Episode 389: 400. CRP, Lipoprotein A, LDL for cardiac risk assessment

https://www.nejm.org/doi/full/10.1056/NEJMoa2405182?query=recirc_Semantic

Key Takeaways

  1. Extended Predictive Value of Biomarkers:
    • High-sensitivity C-reactive protein (CRP), LDL cholesterol, and lipoprotein(a) levels were found to be predictive of cardiovascular events over a 30-year period.
    • These markers contribute independently to long-term cardiovascular risk beyond traditional 10-year risk estimates.
  2. Study Design and Population:
    • The study enrolled 27,939 initially healthy U.S. women who were followed for 30 years.
    • The primary endpoint was the occurrence of a first major adverse cardiovascular event, including myocardial infarction, coronary revascularization, stroke, or death from cardiovascular causes.
  3. Predictive Strength of Biomarkers:
    • Among the biomarkers, high-sensitivity CRP showed the strongest association with future cardiovascular events (hazard ratio for top quintile: 1.70).
    • LDL cholesterol and lipoprotein(a) also significantly predicted risk, albeit to a slightly lower degree (hazard ratios: 1.36 and 1.33, respectively). NOT STATIN WITH CRP
  4. Implications for Clinical Practice:
    • Combining all three biomarkers may offer the best method for identifying high-risk individuals who might benefit from early intervention. YOU HAVE TO PROSPECTIVELY VALIDATE THIS
    • The study supports extending cardiovascular prevention strategies beyond traditional risk assessments.
    • Lifestyle and pharmacologic interventions should target multiple pathways, including lipid levels and inflammation.


Key Limitations

  1. Study Population:
    • The study cohort predominantly consisted of female health professionals who are mostly White (94%), which may limit generalizability.
    • The results may not extend to males or more diverse populations without further studies.
  2. Absence of Repeated Measures:
    • Biomarkers were measured only at baseline without repeated measures over time.
    • This limits the ability to observe changes in biomarker levels and their association with risk over time.
  3. Statin Use Data:
    • Increasing use of statins over the study period was not thoroughly considered in initial analyses, and detailed data on adherence and duration are lacking.
    • Sensitivity analyses attempted to account for this by censoring data at the time of first statin prescription, but residual confounding may be present.

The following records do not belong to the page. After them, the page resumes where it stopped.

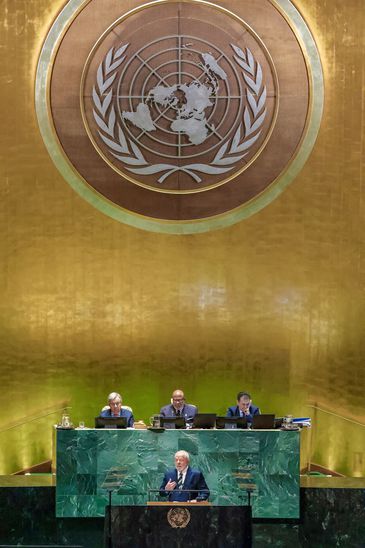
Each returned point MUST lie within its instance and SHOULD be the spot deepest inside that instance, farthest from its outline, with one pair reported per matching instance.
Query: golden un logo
(178, 517)
(179, 116)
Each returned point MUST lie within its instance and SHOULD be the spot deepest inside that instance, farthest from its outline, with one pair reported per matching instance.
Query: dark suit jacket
(234, 411)
(123, 413)
(188, 411)
(194, 480)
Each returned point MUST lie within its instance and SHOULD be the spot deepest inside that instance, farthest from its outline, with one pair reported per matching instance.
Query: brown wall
(274, 305)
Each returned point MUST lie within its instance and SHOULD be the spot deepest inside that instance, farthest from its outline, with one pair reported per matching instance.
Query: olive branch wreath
(128, 152)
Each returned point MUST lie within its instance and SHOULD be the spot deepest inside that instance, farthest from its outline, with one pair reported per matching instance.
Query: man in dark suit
(244, 407)
(182, 483)
(114, 409)
(178, 407)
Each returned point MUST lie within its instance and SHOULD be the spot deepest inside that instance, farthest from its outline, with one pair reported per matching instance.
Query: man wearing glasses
(178, 407)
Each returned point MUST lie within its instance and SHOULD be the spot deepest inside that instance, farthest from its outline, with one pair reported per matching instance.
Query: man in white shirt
(183, 483)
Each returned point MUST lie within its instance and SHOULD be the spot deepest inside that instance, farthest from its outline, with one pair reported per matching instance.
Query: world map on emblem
(189, 101)
(179, 116)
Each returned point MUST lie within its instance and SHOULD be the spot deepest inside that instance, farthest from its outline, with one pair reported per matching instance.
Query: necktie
(179, 481)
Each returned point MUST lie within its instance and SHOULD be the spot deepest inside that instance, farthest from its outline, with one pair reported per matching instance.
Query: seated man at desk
(244, 407)
(182, 483)
(178, 407)
(115, 409)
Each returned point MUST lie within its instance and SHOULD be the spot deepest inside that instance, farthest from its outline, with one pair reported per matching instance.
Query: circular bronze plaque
(179, 116)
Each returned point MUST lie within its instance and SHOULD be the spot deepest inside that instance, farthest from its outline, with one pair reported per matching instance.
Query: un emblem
(179, 116)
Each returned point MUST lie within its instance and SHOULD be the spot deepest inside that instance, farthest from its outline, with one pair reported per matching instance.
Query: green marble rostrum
(132, 462)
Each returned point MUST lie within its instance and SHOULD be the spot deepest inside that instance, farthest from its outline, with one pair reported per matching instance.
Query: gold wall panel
(274, 305)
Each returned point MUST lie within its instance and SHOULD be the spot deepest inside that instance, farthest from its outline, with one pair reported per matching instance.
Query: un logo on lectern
(179, 116)
(189, 109)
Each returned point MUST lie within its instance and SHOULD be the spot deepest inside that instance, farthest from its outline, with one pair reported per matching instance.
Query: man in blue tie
(244, 407)
(183, 483)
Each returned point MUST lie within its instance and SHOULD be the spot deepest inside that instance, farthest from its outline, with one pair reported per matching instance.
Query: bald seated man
(178, 407)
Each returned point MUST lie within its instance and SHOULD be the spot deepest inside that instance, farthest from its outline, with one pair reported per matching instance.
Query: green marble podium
(131, 463)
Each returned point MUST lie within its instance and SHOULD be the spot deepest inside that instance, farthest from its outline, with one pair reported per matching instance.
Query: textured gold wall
(274, 305)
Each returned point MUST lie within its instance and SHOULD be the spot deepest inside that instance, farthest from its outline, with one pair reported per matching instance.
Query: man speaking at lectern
(183, 484)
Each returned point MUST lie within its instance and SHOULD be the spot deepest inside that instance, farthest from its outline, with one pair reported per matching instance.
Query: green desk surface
(132, 464)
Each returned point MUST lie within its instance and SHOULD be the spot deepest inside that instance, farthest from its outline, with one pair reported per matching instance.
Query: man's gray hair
(183, 453)
(113, 395)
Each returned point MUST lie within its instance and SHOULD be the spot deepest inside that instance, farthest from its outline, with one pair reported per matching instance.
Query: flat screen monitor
(173, 422)
(231, 422)
(110, 422)
(263, 422)
(204, 420)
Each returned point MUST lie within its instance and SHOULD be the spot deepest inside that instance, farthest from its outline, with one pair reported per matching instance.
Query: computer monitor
(110, 422)
(173, 422)
(204, 420)
(231, 422)
(263, 422)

Concerns with Study Design

  1. Cohort Composition:
    • The study's focus on health professionals might have led to better access to healthcare and healthier lifestyle choices, potentially skewing outcomes.
    • Non-White participants were underrepresented, raising concerns about the applicability of findings to more diverse groups.
  2. Single Time Point Measurement:
    • Only baseline biomarker levels were used for long-term prediction, which may not account for variability and changes in risk factors over time.